La Virgin ha presentato questa mattina a Londra, presso il Centro Televisivo della BBC, la MVR-02, la monoposto con la quale parteciperà al prossimo Campionato del Mondo di Formula 1. Il nome della vettura, passata da VR a MVR è figlio della partnership del team con la Marussia Motors, nuovo azionista e sponsor principale, che ha portato anche un parziale cambiamento della livrea della macchina, oltre alla partecipazione al mondiale con licenza russa.Svelata con una settimana di ritardo rispetto alle altre scuderie, allo scopo di lavorare di più sul nuovo design, la MVR-02 debutterà nei prossimi test di Jerez, dopo che il team è sceso in pista a Valencia con la vettura dello scorso anno. Disegnata interamente al computer in forma virtuale (come la precedente) dal progettista Nick Wirth, è caratterizzata da un muso più basso, a confronto di quello delle altre macchine viste finora, e rispetto alla vettura 2010 presenta un posteriore più stretto, oltre ad aver optato per delle pance molto rastremate, e per una posizione alta delle prese d’aria dei radiatori.

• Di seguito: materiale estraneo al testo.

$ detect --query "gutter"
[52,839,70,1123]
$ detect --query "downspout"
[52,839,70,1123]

Il responsabile del team, John Booth, prima di presentare la nuova macchina ha voluto spendere due parole riguardo al 2010 della sua squadra: “Abbiamo avuto un battesimo difficile in Formula 1, ma comunque gratificante, perchè abbiamo dimostrato a noi stessi, e di questo sono orgoglioso, di essere del tutto all’altezza della sfida”. Arrivano poi i propositi per la stagione che si avvicina: “La MVR-02 è un chiaro passo avanti in ogni area, e un premio al duro lavoro fatto intorno a questa macchina. Siamo fieri di partecipare sotto la denominazione di Marussia Virgin, e impazienti di premiare la fiducia che lo sponsor ha dimostrato di riporre in noi; il 2011 deve essere il nostro punto di partenza per arrivare a risultati importanti”.
Per farlo occorrerà avere anche piloti motivati, cosa non scontata dopo la pessima esperienza dello scorso anno: “Felici di avere Glock e D’Ambrosio”. Sul tedesco: “Timo ha fatto un lavoro eccezionale, date le difficili circostanze che si sono presentate nel 2010, e ha contribuito allo sviluppo della macchina, cosa di cui beneficeremo”. Booth dà inoltre il benvenuto al belga D’Ambrosio: “Ci onora consentire a Jerome di fare il suo debutto in Formula 1; ha fatto un lavoro eccellente durante i test di fine stagione, e nei test di Valencia ha dimostrato di correre col coltello fra i denti. E’ un giovane con molto talento, sono sicuro che lo dimostrerà”.
Gli stessi piloti hanno preso poi la parola, a cominciare dal capo-squadra, Timo Glock: “Oggi è un giorno speciale all’interno del team; tutti abbiamo lavorato sodo per questo, ed essere qui alla presentazione della nuova macchina è bellissimo”. L’augurio è fare più, e meglio, di quanto fatto vedere nel 2010: “Siamo impazienti per il nostro secondo anno in Formula 1, non vedo l’ora di salire sulla MVR-02 a Jerez, dopo averla aspettata per così tanto tempo. Voglio che sia una stagione davvero positiva per noi”.
Jerome D’Ambrosio non nasconde l’emozione del primo contatto con la macchina del suo debutto: “Non potrei essere più eccitato, ho finalmente visto la prima macchina con la quale correrò in Formula 1, è fantastica. Il team ha fatto davvero un gran lavoro, ora dobbiamo spingere forte e capire dove c’è bisogno di lavorare. Per quanto mi riguarda, ho fatto una gran preparazione fisica e mentale, sono pronto e non vedo l’ora di guidare la MVR-02”.